Durch den Emscherbrunnen (vgl. Hauptartikel Kläranlage, Bd. 5, S. 496) wird ein Wasserzufluß nach dem Schlammfaulraum, im Gegensatz zu dem Travissystem, vermieden. Durch das Aufzeigen des Schlammes infolge der durch die Faulung erzeugten Gasblasen bildet sich in manchen Fällen eine mächtige Schwimmdecke, die bei allen Faulverfahren in mehr oder minder großem Umfang sich einstellt. Durch Entgasung des Schlammes mittels Aufrühren oder durch Abpumpen der Schlammdecke wird etwaigen Mißständen, falls nicht genügender Raum für die Schwimmdecke vorhanden sein sollte, abgeholfen. Die Schlammräume erhalten einen Fassungsraum für einen drei- bis siebenmonatigen Schlammanfall, je nach den Ansprüchen, die an die Geruchlosigkeit des Schlammes gestellt werden. Der ausgefaulte Schlamm ist leicht entwässerbar. – Die Emscherbrunnen sind in großer Anzahl, unter anderm für die Emschergenossenschaft in Essen, Recklinghausen, Bochum sowie auch in Erfurt, Hagen, Zerbst u.s.w. zur Ausführung gekommen.

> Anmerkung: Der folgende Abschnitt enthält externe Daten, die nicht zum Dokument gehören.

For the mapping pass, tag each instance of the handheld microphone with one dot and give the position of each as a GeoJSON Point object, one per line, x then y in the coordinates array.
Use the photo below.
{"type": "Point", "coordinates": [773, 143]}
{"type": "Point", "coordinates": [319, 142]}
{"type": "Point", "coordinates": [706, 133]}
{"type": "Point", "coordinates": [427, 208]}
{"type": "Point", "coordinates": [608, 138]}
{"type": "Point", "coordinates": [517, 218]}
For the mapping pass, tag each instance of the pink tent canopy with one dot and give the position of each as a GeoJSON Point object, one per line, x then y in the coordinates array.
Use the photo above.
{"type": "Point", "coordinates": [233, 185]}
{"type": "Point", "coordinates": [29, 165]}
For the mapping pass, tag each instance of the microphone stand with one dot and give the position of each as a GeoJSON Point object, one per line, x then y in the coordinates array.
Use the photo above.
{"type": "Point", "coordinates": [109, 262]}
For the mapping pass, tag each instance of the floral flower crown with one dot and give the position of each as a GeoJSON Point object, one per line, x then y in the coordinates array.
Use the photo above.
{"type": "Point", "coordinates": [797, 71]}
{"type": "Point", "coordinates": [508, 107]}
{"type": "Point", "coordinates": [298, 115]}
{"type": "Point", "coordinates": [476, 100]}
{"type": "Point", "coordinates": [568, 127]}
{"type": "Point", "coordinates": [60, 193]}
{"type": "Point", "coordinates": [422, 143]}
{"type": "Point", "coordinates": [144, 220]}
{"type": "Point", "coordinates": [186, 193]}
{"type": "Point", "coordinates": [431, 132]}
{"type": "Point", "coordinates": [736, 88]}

[426] Beim System Travis (vgl. [3]) sind in die Absetzbecken Trennwände derart eingebaut, daß an der Unterkante der Trennwände je ein Schlitz zwischen den

Trennwänden und den Seitenwänden des Beckens entsteht, durch den die niedersinkenden Schlammteile von dem oberhalb liegenden Absetzraum in den darunterliegenden Schlammsammel- und Faulraum gelangen. Die aus dem Faulraum aufsteigenden Gasblasen und Schlammfladen können auch hier in den Absetzraum nicht mehr zurückkommen, sondern werden an der Unterseite der schrägen Eintauchwände in einen zwischen den Eintauchwänden gebildeten Raum hochgeleitet. Das Wasser tritt aus dem Absetzraum, den es in 11/2–2 Stunden durchfließt, in einem durch weitere Fäulnisvorgänge und von der Fäulnis des Schlammes unberührten Zustande aus. Der infolge der Gasentwicklung und aus andern Gründen vorhandenen Wasserbewegung im Faulraum wird eine in gewissem Sinne ausgleichend wirkende Strömungsrichtung dadurch gegeben, daß ein Teil des Abwassers, etwa 2–10% der Gesamtwassermenge, je nach Zusammensetzung des Wassers, den Faulraum durchfließt, wodurch auch die Verzehrung, die Verflüssigung und die teilweise Löslichkeit des Schlammes begünstigt werden sollen. Das aus dem Faulraum austretende Wasser hat hierbei eine verhältnismäßig lange Aufenthaltsdauer in dem Schlammraum hinter sich. Um auch die schwebenden gallert- und leimartigen Substanzen und eiweißhaltigen Körperchen, deren spezifisches Gewicht nahezu gleich demjenigen der sie umgebenden Flüssigkeit ist, auszufällen, hat Travis Gatter aus Hartholz, sogenannte Kolloidore, in die Frischwasser räume eingebaut. An den Flächen und Kanten dieser Holzgatter schlagen sich die schwebenden Stoffe in Gestalt von Klümpchen nieder. Wenn diese Klümpchen durch Hinzutreten weiterer Partikelchen einen gewissen Umfang erhalten haben und die Schwere ihre Kohäsion und Adhäsion überwindet, sollen sie sich von den Gattern ablösen und zu Boden sinken, um alsdann ebenfalls durch die Schlitzrinne in den Faulraum hinabzugleiten.[427] Der praktische Wert dieser Kolloidore ist indes noch Zweifelhaft. Das Travissche Verfahren ist unter anderm in Hampton und Norwich in England ausgeführt.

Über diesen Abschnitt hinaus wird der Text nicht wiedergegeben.